Par Anne-Marie Dufes le samedi 18 avril 2020
Catégorie: Textes d'ateliers

Une douceur animale (Triptyque 1)

Sous la treille de Clinton, la porte bleue de l'écurie s'ouvre en deux battants. Sur le bas, les planches disjointes laissent des trous, souvent, j'y épiele bouc avec un mélange de terreur et d'attrait que je ne comprends pas. Aujourd'hui, il n'est pas là. Blanchette, au milieu, me regarde, elle domine le troupeau. Elle a dû faire sa toilette parce que sa robe est toute propre. Elle mâchouille quelques herbes qu'elle a choisi, elle choisit toujours les meilleures... Je la connais, elle est très gourmande. C'est une aristocrate ... Blanchette.

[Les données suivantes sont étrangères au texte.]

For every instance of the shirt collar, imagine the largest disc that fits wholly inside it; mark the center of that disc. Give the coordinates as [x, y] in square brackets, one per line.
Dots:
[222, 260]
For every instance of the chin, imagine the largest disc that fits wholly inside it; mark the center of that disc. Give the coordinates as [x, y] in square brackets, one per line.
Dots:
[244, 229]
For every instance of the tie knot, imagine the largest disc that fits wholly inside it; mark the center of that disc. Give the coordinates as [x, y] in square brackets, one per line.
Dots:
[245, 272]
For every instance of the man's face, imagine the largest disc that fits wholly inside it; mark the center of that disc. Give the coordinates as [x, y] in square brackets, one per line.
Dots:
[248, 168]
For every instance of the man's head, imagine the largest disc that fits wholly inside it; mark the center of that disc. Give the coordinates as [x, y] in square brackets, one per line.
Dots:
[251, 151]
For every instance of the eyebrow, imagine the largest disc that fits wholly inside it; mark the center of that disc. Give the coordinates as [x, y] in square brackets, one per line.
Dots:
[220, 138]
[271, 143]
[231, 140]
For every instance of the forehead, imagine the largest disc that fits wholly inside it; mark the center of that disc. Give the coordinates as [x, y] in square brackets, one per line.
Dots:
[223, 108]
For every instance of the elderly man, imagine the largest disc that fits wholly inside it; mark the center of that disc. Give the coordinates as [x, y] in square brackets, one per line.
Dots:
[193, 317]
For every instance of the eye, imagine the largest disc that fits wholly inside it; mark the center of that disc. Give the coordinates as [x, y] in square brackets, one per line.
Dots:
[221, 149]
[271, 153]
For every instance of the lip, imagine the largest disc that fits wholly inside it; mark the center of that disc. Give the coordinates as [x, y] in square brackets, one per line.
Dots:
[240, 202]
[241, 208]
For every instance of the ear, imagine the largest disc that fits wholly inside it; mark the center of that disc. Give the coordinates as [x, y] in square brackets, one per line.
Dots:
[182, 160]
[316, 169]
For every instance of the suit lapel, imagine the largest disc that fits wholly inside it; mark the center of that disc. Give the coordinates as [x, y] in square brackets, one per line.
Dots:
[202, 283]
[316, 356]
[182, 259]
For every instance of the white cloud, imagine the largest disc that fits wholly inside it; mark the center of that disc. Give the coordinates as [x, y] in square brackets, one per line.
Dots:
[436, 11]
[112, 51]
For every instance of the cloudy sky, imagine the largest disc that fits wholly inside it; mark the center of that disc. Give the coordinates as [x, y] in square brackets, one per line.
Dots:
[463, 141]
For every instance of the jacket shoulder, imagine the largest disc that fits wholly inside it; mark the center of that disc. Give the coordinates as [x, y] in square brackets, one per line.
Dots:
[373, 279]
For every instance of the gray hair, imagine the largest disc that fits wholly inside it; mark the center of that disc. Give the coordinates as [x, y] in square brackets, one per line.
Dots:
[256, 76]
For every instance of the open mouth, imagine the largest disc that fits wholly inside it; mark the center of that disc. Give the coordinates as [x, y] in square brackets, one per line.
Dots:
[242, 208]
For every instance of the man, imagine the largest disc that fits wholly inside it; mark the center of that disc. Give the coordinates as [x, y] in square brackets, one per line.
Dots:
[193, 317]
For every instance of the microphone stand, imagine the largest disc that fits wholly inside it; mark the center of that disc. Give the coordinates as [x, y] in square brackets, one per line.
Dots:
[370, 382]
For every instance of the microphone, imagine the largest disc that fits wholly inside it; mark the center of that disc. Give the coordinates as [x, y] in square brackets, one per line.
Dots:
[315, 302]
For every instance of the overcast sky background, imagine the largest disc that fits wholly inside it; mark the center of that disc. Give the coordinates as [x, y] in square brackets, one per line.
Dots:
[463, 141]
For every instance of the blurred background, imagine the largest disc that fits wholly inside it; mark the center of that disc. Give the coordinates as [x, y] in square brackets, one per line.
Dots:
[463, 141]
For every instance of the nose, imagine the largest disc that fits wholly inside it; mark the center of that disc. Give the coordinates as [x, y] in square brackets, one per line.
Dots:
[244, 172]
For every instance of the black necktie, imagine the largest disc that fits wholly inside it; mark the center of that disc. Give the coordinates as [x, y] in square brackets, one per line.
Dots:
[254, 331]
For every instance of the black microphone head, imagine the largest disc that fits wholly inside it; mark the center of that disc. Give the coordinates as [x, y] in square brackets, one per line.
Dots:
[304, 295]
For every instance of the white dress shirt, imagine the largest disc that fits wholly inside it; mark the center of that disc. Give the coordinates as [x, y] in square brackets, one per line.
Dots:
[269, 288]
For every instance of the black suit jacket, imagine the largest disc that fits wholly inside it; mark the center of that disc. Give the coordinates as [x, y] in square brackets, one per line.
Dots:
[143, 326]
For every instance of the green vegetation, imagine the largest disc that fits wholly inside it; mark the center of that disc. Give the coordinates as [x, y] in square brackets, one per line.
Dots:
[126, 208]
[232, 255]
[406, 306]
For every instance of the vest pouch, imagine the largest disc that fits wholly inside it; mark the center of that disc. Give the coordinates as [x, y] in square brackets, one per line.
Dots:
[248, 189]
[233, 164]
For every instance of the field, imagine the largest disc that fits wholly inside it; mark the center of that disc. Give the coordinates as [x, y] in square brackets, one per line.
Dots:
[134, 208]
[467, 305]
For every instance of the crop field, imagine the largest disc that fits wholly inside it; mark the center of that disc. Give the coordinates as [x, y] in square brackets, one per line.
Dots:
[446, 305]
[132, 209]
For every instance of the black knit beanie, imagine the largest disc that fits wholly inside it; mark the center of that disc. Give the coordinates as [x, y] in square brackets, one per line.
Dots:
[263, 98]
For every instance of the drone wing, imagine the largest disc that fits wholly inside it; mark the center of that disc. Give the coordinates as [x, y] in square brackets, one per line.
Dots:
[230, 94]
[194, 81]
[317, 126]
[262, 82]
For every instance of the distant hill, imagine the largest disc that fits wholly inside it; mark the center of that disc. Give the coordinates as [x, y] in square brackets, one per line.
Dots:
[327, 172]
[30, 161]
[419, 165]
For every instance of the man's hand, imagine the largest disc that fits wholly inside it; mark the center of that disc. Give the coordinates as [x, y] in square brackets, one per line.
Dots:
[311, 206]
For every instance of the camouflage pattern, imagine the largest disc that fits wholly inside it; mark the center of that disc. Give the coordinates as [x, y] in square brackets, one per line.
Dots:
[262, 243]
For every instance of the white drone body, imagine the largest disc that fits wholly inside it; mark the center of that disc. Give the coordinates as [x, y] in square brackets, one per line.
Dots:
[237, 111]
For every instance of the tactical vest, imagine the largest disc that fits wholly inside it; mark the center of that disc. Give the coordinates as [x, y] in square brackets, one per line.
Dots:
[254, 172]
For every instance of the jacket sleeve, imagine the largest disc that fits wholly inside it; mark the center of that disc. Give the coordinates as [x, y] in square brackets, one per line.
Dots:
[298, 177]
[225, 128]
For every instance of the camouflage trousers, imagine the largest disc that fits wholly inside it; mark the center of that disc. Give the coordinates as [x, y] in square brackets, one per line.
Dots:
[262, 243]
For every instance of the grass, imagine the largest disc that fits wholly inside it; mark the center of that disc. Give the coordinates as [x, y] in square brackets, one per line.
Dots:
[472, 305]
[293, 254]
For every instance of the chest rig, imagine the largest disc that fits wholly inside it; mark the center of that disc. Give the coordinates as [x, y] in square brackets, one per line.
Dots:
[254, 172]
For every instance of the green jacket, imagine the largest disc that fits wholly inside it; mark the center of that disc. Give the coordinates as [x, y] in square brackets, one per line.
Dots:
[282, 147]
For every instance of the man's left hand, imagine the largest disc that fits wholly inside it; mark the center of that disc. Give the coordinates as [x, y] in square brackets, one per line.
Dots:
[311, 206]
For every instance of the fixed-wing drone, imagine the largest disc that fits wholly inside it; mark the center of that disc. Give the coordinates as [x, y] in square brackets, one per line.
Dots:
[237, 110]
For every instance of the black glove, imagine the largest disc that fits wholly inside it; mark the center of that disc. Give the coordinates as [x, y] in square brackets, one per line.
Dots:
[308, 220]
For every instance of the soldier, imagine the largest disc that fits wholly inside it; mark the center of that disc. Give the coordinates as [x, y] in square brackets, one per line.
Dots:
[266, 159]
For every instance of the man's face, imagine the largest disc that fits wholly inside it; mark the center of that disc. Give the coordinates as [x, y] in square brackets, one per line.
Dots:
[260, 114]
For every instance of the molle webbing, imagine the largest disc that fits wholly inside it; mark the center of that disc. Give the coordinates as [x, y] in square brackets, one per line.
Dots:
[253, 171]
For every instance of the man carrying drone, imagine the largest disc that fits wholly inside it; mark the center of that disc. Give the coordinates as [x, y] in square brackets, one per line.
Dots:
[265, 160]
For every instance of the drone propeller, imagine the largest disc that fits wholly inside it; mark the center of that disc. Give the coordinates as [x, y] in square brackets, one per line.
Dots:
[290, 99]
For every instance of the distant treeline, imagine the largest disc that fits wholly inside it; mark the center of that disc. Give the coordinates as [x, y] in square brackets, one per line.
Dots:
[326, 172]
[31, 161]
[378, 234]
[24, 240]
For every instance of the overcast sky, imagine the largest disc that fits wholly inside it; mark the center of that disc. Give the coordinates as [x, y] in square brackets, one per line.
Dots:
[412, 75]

Je me hausse sur la pointe des pieds et attrape la cale de bois pour ouvrir et je pénètre dans l'écurie. Grisette vient chercher une caresse, je mets mon nez dans son encolure, j'aime cette odeur animale à la fois acre et suave.... Sa chaleur et la mienne, deux douceurs entremêlées. Une petite gratouille et la voilà qui repart à la recherche de Lisette, la banude du troupeau, avec ses cornes fièrement dressées sur la tête, mais celle ci tape de sa patte arrière, non, elle ne veut pas de sa compagnie. Tiens, grand-père a mis du foin frais dans le râtelier, comme il sent bon, un mélange de miel et de sucre. Au sol les "pécoules" sont nombreuses, pour certaines alignées comme le chapelet de grand-mère avec ses perles noires et brillantes... Il faudrait de la paille fraîche. J'aperçois Joséphine, avec sa robe chamoisée, elle lèche la pierre de sel qui ressemble à une vertèbre, des trous se sont formés.... Il m'arrive parfois d'en sucer les bords, c'est mon petit secret. Nanou, où es-tu ? Ah! C'est l'heure de la traite, peut-être grand-mère me permettra-t-elle de traire, j'aime bien serrer les trayons, c'est doux et chaud à la fois. Les petits pas de grand-mère qui descendent l'escalier et sa voix chaude qui m'enveloppe: "Ma Nine, tu es là!" Elle prend son escabel et s'approche de Blanchette, une tape sur la croupe et celle-ci se met en place. Elle s'assoit et commence à traire. J'affectionne ces moments-là dans la tiédeur de l'écurie, les mains toutes ridées de grand-mère sur les mamelles de la chèvre et la musique cadencée du lait qui gicle sur le seau en zinc. " Va me chercher Grisette... Attrape-la par son collier."